ERIC Number: ED414143
Record Type: RIE
Publication Date: 1997-Nov
The Reality of Experience.
This paper outlines the principles of Reality Therapy and Choice Theory, which provide a practical foundation for understanding and influencing human behavior, and relate them to experiential learning. Choice Theory is an explanation of human behavior developed by Dr. William Glasser (1965, 1985); Reality Therapy is the application of Choice Theory within the context of helping relationships. All behavior is an attempt to meet one or more of four basic psychological needs; love and belonging, power and recognition, fun, and freedom. The facilitator's role is to establish a need-satisfying environment where all participants feel safe to embrace risk and challenge in their quest to achieve their purpose. Though human beings have the same basic needs, they have different perceptions of how to meet those needs. Individuals meet their needs and express perceptions through total behavior, which has four components; thinking, feeling, doing, and physiology. Helping participants utilize their thoughts and behavior to overcome negative feelings and physiology are some of the most powerful opportunities in the adventure experience.
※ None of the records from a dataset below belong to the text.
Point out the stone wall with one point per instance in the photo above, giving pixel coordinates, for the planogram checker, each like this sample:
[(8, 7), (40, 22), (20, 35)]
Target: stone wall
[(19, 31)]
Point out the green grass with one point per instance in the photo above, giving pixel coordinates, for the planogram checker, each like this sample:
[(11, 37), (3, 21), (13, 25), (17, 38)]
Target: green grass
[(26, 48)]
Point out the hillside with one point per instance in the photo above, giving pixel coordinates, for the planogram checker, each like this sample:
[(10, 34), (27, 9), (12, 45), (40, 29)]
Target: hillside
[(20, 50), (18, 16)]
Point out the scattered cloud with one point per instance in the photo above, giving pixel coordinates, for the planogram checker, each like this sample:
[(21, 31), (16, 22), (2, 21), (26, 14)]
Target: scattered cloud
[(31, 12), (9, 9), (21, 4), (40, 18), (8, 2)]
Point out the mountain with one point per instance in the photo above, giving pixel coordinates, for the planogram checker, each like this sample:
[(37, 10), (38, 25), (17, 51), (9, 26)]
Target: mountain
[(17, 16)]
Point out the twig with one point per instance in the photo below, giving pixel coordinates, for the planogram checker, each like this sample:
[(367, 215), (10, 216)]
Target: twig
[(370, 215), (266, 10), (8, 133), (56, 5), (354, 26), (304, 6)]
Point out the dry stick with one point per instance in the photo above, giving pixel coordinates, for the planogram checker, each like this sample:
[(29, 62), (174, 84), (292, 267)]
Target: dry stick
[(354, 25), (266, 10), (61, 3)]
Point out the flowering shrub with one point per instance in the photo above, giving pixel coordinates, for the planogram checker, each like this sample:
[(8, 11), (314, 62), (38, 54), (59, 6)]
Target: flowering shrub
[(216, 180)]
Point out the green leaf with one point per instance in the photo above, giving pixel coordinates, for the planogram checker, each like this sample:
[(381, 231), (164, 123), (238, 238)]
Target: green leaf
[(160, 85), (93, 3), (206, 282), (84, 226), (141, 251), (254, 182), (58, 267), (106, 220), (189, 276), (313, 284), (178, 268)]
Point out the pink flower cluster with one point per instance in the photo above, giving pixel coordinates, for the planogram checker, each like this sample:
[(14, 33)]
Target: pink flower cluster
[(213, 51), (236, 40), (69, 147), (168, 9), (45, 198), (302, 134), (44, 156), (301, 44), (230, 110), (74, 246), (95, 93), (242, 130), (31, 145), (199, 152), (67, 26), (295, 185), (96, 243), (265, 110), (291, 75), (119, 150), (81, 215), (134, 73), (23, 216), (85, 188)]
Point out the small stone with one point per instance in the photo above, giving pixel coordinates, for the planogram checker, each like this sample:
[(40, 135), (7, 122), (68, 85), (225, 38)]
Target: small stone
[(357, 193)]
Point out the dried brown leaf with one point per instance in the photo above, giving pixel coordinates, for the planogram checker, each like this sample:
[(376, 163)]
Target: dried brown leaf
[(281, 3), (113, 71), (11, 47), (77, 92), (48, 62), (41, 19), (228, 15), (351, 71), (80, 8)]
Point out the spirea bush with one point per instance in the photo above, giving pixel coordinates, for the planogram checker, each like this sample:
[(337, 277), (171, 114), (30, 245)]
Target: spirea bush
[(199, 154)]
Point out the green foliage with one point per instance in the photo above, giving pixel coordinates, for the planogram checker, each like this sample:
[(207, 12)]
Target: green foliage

Also important in designing and facilitating activities are individual learning styles: active experimentation, concrete experiential, reflective observation, and abstract conceptualization. Appealing to all learning styles contributes dramatically to learning and transference, and is easily done through careful planning. Reality Therapy is a self-evaluation process involving a series of questions that allow participants to make their own value judgments. Experiential education offers infinite opportunities for applying and internalizing these principals for enhancing personal and professional growth. (TD)
Publication Type: Information Analyses; Speeches/Meeting Papers
Education Level: N/A
Authoring Institution: N/A
Note: In: Deeply Rooted, Branching Out, 1972-1997. Annual AEE International Conference Proceedings; see RC 021 269.